Then, the recall metric is calculated as follows:

$recall = \frac{T P}{T P + F N}$

(15)

where $T P$ represents the number of true positives, and $F N$ represents the number of false negatives.
Then, the average recall (AR) is calculated:

$AR = 2 \int_{0.5}^{1} recall (o) d o$

(16)

The AR is the recall averaged over all IoUs $\in [0.5, 1.0]$ , where the IoU is represented by o.
Finally, calculate the mean of the average recall (mAR) across all K classes.

$mAR = \frac{\sum_{i = 1}^{K} A R_{i}}{K}$

(17)
PPLX (Perplexity) [10]. This metric was proposed by Kiros et al. to evaluate the effectiveness of using pre-trained word embeddings.

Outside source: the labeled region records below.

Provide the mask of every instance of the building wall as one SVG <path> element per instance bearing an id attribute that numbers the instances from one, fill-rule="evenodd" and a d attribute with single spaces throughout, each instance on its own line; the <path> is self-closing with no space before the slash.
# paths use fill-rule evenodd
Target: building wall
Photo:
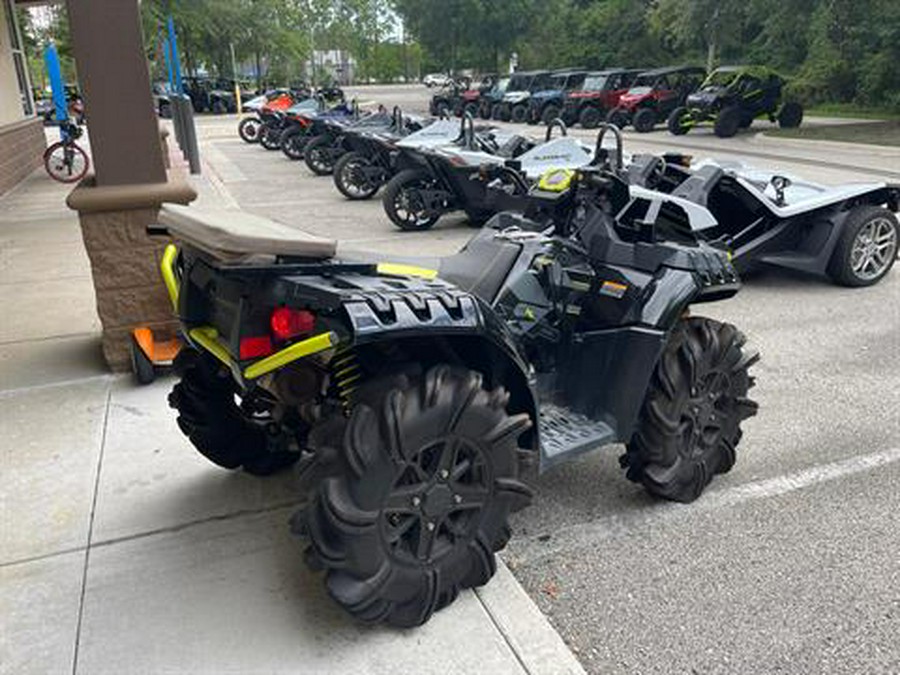
<path id="1" fill-rule="evenodd" d="M 41 121 L 22 108 L 6 7 L 0 0 L 0 195 L 41 165 L 47 145 Z"/>
<path id="2" fill-rule="evenodd" d="M 10 42 L 11 17 L 7 16 L 7 3 L 0 0 L 0 127 L 24 119 L 22 96 L 16 79 Z"/>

Solely this work employs this metric [10].
PPLX is not only used as a measure of performance but also as a link between a text and the additional modality:

${log}_{2} C (w_{1 : n} ∣ x) = - \frac{1}{N} \sum_{w_{1 : n}} {log}_{2} P (w_{n} = i ∣ w_{1 : n - 1}, x)$

(18)

where $w_{1 : n - 1}$ runs through each subsequence of a length $n - 1,$ and N is the length of the sequence. First, consider retrieving training images from a text query $w_{1 : N}$ . For each image $x$ in the training set, we compute $C (w_{1 : N} ∣ x)$ and return the images for which $C (w_{1 : N} ∣ x)$ is lowest. Images achieving low perplexity are considered a good match to the query description.

Figure 13 displays the use of each evaluation metric. BLEU and METEOR stand out as the most used metrics. It is worth mentioning that the BLEU metric is the simplest to use, and no extra configuration is needed. Most of the works reviewed in this article use more than one evaluation metric.

5. Conclusions and Future Directions

In this paper, we reviewed and analyzed studies on image description, focusing on encoder-decoder architectures. After analyzing 53 research papers, we conclude that:

The prevalent architecture for automatic image description employs a CNN as an encoder and an LSTM network as a decoder.
The most used dataset for training and evaluating models is the MS COCO dataset, used by almost all of the reviewed papers.
All of the papers in the review use more than one metric to compare the performance of the proposed models, highlighting BLEU and METEOR as the most used metrics.

Based on our study, some research directions for future works concerning automatic image description will focus on the following aspects:

Multilingual models: The models and advances in the automatic generation of image descriptions have focused solely on the English language. Studying different languages or multilingual datasets would be interesting.
Amount of data for training: Most of the current models use the supervised learning approach, so they need a large amount of labeled data. For this reason, semi-supervised, unsupervised, and reinforcement learning will be more prevalent in creating future models for generating automatic image descriptions.
Variety of datasets: The accuracy of the descriptions generated by the existing models depends on the dataset used, and there are few available. It would be interesting to have more and increasingly diverse datasets for future research in this field.

Author Contributions

Conceptualization, M.L.-S. and O.C.-B.; methodology, M.L.-S. and O.C.-B.; writing—original draft preparation, M.L.-S. and O.C.-B.; validation, B.H.-O. and J.H.-T.; investigation, B.H.-O. and J.H.-T.; writing—reviewing and editing, B.H.-O. and J.H.-T. All authors have read and agreed to the published version of the manuscript.

Funding

This research received no external funding.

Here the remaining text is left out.